Walter Brooklyn’s statement created a sensation; for here was the first hint of a suspicion entertained by somebody as to the real murderer. Clearly the police had been keeping something back—something which would incriminate the man who was now giving evidence. Of course, after interrogating Walter Brooklyn the police might have discovered their suspicions to be groundless, and therefore have said nothing of them. But, if this were so, why had they recalled him in this curious fashion, and why should Brooklyn go out of his way to draw public attention to himself, and to make certain that his doings would be fully canvassed in the newspapers? No, the way in which he had been recalled showed that the police were acting with a definite purpose. They were trying to get Walter Brooklyn to make a statement which would clearly incriminate him, and, if they really had evidence of his presence in the house, they had certainly succeeded.

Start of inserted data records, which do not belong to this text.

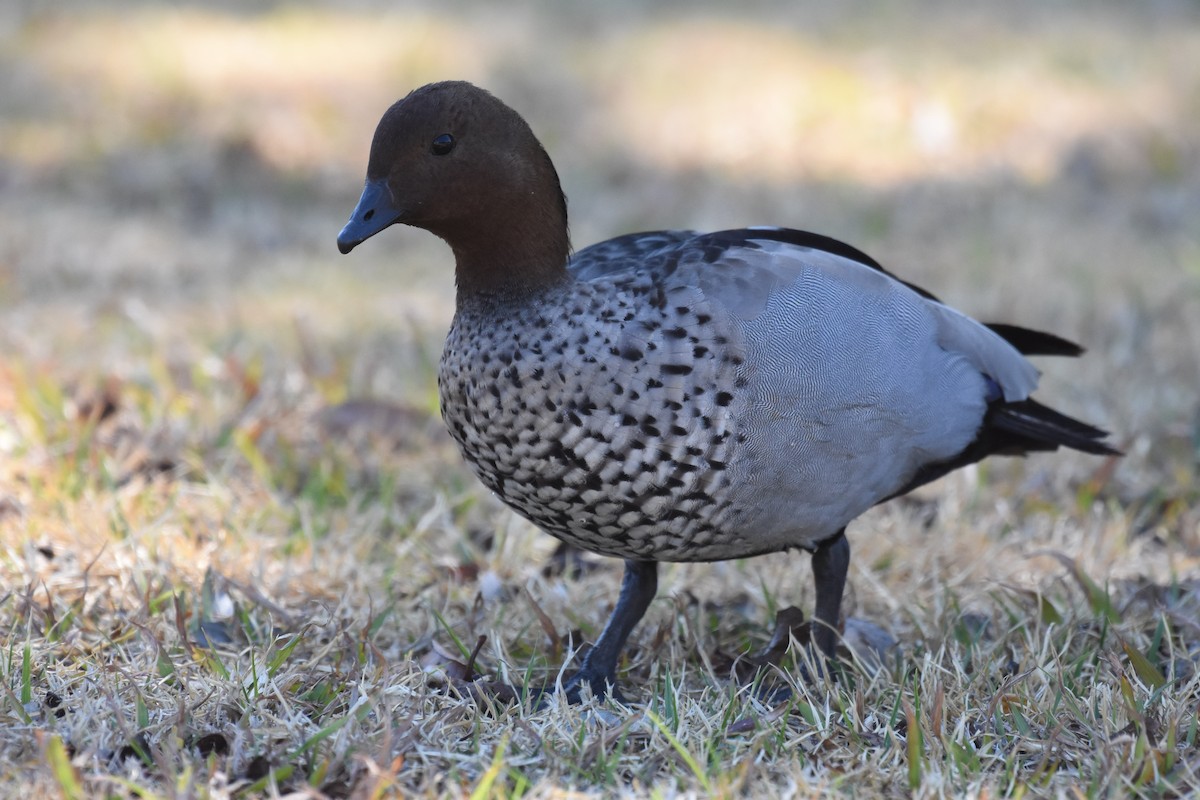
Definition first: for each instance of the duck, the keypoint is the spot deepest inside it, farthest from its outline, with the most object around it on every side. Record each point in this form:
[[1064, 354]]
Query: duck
[[682, 396]]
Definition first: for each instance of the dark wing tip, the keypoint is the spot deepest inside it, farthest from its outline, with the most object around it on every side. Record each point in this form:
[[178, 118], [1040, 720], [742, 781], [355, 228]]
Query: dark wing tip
[[1030, 342]]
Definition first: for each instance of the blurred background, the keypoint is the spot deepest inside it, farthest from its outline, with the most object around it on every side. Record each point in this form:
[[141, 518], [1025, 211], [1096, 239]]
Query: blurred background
[[173, 175]]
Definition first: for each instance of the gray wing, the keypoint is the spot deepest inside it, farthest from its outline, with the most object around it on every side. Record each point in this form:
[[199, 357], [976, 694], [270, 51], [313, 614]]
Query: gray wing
[[851, 380]]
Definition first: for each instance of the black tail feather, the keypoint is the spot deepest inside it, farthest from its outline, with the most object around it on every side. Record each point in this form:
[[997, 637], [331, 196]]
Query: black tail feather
[[1030, 342], [1035, 426]]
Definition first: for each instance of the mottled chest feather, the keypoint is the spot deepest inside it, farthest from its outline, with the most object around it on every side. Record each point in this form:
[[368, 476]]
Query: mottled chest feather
[[606, 413]]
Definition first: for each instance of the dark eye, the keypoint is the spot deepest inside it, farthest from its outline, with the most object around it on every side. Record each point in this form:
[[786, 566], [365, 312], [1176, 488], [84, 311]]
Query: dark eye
[[442, 144]]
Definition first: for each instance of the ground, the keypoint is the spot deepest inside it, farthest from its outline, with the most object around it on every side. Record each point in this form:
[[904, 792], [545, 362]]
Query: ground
[[239, 557]]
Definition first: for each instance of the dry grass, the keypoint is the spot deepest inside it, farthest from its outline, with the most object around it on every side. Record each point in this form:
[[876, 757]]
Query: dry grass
[[221, 575]]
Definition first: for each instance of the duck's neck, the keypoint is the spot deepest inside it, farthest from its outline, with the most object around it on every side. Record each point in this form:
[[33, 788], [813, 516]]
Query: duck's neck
[[520, 245], [511, 260]]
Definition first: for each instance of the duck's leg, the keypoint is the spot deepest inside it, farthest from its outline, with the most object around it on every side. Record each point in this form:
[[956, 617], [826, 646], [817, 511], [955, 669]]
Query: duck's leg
[[599, 669], [831, 563]]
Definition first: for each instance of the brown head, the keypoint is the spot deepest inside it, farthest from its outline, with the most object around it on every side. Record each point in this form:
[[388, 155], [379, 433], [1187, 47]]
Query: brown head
[[456, 161]]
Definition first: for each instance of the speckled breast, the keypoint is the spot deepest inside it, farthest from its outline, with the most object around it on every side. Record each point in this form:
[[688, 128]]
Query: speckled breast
[[604, 413]]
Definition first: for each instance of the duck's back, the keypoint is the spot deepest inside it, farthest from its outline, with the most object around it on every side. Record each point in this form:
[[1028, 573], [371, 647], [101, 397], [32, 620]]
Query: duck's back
[[696, 397]]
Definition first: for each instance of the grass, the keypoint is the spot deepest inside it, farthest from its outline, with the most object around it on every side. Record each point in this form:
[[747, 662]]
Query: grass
[[240, 558]]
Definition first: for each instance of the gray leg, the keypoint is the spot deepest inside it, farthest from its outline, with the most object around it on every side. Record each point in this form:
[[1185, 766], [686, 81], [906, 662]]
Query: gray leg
[[831, 561], [599, 669]]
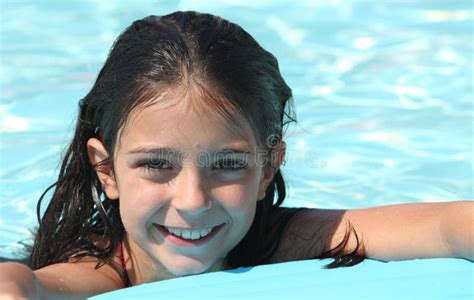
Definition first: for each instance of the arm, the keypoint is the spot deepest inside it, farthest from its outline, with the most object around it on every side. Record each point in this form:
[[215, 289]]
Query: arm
[[74, 280], [392, 232]]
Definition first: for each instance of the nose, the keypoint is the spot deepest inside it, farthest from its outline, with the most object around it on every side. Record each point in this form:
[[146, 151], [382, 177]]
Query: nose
[[191, 196]]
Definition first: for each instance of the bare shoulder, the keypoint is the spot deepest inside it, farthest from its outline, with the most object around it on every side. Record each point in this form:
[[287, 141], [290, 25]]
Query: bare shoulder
[[390, 232], [310, 233], [81, 277]]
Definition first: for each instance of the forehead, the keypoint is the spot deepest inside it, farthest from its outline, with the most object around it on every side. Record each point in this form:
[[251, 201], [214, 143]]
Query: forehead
[[185, 120]]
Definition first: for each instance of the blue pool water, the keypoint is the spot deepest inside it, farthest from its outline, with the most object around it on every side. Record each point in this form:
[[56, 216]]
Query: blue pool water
[[383, 92]]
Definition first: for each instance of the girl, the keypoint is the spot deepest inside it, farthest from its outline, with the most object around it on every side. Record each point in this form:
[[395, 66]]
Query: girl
[[174, 170]]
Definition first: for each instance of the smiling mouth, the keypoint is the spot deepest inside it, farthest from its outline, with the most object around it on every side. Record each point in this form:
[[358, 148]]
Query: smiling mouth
[[188, 237]]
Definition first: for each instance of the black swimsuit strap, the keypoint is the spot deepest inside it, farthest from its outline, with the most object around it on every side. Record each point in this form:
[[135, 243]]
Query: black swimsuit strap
[[125, 278]]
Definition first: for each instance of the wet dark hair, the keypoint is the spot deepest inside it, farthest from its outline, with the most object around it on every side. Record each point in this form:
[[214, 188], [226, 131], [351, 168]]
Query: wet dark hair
[[153, 56]]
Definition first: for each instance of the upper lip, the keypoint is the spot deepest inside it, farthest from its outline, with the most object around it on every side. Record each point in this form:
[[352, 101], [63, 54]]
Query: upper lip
[[191, 228]]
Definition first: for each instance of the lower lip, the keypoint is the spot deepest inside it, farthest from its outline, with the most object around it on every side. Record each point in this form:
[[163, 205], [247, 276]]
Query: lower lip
[[188, 243]]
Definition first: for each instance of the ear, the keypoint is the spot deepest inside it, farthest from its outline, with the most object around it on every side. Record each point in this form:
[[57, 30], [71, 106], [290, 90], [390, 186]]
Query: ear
[[97, 154], [276, 160]]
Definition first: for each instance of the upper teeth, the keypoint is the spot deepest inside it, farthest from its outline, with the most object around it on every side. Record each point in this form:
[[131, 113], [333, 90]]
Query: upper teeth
[[189, 234]]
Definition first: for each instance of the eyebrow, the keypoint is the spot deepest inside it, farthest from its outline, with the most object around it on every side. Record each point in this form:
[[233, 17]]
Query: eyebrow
[[168, 150]]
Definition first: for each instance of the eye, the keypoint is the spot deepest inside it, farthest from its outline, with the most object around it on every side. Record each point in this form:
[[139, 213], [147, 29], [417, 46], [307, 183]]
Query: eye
[[155, 165], [230, 165]]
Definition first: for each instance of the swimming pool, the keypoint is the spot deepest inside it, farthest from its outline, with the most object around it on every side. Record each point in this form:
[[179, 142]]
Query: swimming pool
[[383, 93]]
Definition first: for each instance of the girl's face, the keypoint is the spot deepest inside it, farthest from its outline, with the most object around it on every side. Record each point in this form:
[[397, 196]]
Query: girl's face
[[179, 173]]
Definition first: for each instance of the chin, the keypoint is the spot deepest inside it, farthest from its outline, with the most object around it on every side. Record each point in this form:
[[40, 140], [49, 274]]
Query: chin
[[188, 269]]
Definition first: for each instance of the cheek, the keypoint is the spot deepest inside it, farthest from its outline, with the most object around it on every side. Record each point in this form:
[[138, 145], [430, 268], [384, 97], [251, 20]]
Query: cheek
[[139, 202]]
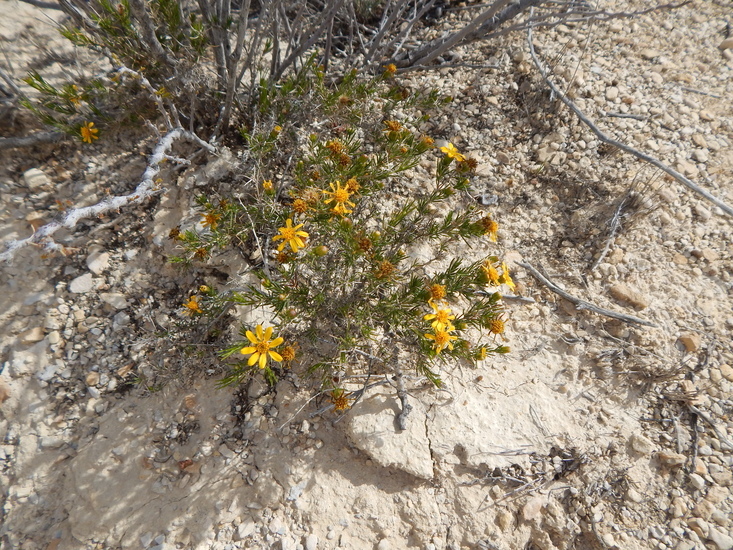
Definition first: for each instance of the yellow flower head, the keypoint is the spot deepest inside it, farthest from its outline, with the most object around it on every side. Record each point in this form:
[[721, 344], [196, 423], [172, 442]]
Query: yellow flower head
[[385, 269], [340, 400], [291, 235], [211, 219], [335, 146], [441, 317], [352, 186], [442, 339], [193, 305], [261, 347], [451, 152], [505, 278], [288, 353], [392, 126], [340, 196], [88, 132], [492, 275], [437, 292], [300, 206], [496, 326]]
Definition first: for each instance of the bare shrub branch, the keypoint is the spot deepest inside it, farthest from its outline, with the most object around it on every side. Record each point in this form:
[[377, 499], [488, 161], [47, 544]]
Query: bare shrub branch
[[626, 148]]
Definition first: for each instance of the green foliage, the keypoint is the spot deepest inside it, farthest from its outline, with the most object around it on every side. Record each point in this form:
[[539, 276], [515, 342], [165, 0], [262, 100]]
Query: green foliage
[[338, 241]]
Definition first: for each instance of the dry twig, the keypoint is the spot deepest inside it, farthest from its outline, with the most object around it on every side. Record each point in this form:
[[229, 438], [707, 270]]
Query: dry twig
[[28, 141], [622, 146], [582, 304]]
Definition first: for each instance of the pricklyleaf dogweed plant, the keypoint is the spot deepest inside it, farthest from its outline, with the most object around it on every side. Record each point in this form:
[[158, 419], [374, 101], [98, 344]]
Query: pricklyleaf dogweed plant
[[337, 234]]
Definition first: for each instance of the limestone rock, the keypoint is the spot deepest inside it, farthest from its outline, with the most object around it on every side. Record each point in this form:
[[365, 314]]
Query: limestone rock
[[726, 44], [691, 341], [35, 178], [98, 261], [82, 284], [372, 428], [671, 460], [641, 444], [4, 390], [720, 540], [623, 293], [116, 299]]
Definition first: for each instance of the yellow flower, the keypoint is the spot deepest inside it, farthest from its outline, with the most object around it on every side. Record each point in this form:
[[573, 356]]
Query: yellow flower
[[88, 132], [496, 326], [442, 339], [291, 235], [385, 269], [505, 278], [437, 292], [352, 186], [340, 400], [211, 219], [451, 152], [300, 206], [441, 317], [193, 305], [261, 347], [74, 96], [339, 196], [492, 275], [288, 353]]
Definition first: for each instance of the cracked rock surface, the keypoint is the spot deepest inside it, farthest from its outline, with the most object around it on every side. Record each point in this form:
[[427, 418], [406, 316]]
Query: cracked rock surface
[[589, 434]]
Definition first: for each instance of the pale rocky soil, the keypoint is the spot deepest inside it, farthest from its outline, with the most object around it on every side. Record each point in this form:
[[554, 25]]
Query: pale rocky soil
[[582, 437]]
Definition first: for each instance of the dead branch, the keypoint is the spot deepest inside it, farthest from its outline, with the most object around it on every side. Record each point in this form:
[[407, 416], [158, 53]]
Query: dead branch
[[582, 304], [145, 189], [720, 433], [44, 5], [628, 149]]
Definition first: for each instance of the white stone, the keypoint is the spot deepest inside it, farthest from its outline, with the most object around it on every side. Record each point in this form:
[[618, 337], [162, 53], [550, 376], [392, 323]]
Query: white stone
[[35, 178], [721, 540], [641, 444], [244, 529], [372, 429], [116, 299], [697, 481], [98, 262], [49, 442]]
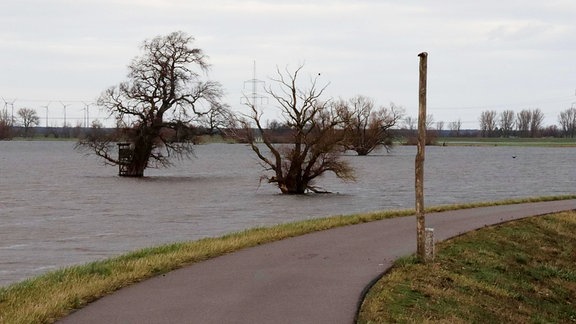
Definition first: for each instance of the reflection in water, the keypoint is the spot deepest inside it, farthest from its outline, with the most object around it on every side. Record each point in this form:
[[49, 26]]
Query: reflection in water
[[59, 207]]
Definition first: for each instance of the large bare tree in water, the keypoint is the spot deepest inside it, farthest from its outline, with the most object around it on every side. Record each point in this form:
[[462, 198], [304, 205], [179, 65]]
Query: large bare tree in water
[[316, 136], [164, 93]]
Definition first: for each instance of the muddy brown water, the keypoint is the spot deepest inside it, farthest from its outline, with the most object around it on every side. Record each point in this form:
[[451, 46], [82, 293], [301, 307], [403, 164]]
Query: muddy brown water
[[59, 207]]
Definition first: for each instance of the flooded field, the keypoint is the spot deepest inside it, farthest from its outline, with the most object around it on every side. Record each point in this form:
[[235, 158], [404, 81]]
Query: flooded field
[[59, 207]]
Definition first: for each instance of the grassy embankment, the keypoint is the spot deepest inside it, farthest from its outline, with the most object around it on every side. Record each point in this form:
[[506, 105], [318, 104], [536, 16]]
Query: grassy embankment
[[520, 272], [53, 295]]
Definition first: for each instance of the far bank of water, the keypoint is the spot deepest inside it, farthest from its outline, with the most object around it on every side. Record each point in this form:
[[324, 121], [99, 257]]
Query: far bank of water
[[59, 207]]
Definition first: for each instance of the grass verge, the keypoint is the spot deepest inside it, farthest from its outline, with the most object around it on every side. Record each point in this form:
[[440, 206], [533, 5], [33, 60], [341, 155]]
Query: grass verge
[[46, 298], [519, 272]]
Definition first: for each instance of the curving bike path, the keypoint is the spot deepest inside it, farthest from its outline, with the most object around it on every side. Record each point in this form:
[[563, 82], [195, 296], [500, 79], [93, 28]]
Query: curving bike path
[[314, 278]]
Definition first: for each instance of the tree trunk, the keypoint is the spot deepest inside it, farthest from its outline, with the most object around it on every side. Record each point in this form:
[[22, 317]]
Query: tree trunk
[[139, 159]]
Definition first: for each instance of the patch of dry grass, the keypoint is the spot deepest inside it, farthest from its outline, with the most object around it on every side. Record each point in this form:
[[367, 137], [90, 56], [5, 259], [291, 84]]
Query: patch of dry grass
[[46, 298], [520, 272]]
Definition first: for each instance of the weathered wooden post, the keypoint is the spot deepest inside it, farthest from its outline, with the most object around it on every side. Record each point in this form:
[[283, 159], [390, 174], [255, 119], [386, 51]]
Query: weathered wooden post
[[420, 217]]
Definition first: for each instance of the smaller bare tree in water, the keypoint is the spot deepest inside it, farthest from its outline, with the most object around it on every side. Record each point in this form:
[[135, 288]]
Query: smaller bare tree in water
[[315, 131], [155, 108], [368, 127]]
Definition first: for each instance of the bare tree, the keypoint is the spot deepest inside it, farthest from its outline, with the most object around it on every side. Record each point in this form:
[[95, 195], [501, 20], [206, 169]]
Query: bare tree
[[455, 127], [410, 123], [29, 119], [216, 119], [5, 125], [316, 136], [368, 127], [567, 120], [506, 122], [523, 121], [536, 123], [488, 123], [163, 94]]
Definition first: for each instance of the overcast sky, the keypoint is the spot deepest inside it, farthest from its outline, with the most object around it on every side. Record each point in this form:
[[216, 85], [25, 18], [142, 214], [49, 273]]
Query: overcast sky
[[483, 55]]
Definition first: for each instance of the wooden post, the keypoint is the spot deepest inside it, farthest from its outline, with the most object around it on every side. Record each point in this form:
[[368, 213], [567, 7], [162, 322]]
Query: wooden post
[[420, 219]]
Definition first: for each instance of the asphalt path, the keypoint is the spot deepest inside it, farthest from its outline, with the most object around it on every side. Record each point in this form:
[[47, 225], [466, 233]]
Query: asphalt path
[[314, 278]]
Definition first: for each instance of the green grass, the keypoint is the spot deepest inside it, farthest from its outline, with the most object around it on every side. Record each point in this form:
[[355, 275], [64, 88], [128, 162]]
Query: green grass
[[519, 272], [51, 296]]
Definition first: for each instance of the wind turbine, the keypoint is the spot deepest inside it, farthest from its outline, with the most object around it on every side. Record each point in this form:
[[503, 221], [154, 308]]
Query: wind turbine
[[48, 104]]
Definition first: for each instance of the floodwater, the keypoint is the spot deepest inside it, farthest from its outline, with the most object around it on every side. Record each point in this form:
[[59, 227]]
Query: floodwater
[[59, 207]]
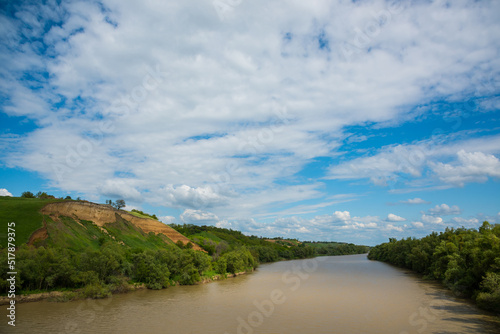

This explanation, natural and largely correct as it was, was not quite a fair account of Superintendent Wilson’s motives. His object had been not merely to get Walter Brooklyn to incriminate himself, but also to give him a chance of clearing himself if he could give a satisfactory explanation of his presence in the house. The fact that the man had repeated on oath an obvious lie seemed to him a good enough reason for ordering an arrest. He nodded across the court to the inspector.
But the coroner’s court had not yet quite done with Walter Brooklyn. A juryman, quick to be influenced by the general suspicion which was abroad, signified his desire to ask a question. “Where did you go after leaving Liskeard House?” he rapped out.
The coroner interposed. “Since that question has been asked,” he said, “perhaps it would be well if you would give us an account of your movements on Tuesday night.”
Walter Brooklyn seemed to think for a minute before replying. “Well,” he said, “I strolled about for a bit round Piccadilly Circus and Shaftesbury Avenue, and then I went home to the club.”
“At what time did you reach your club?”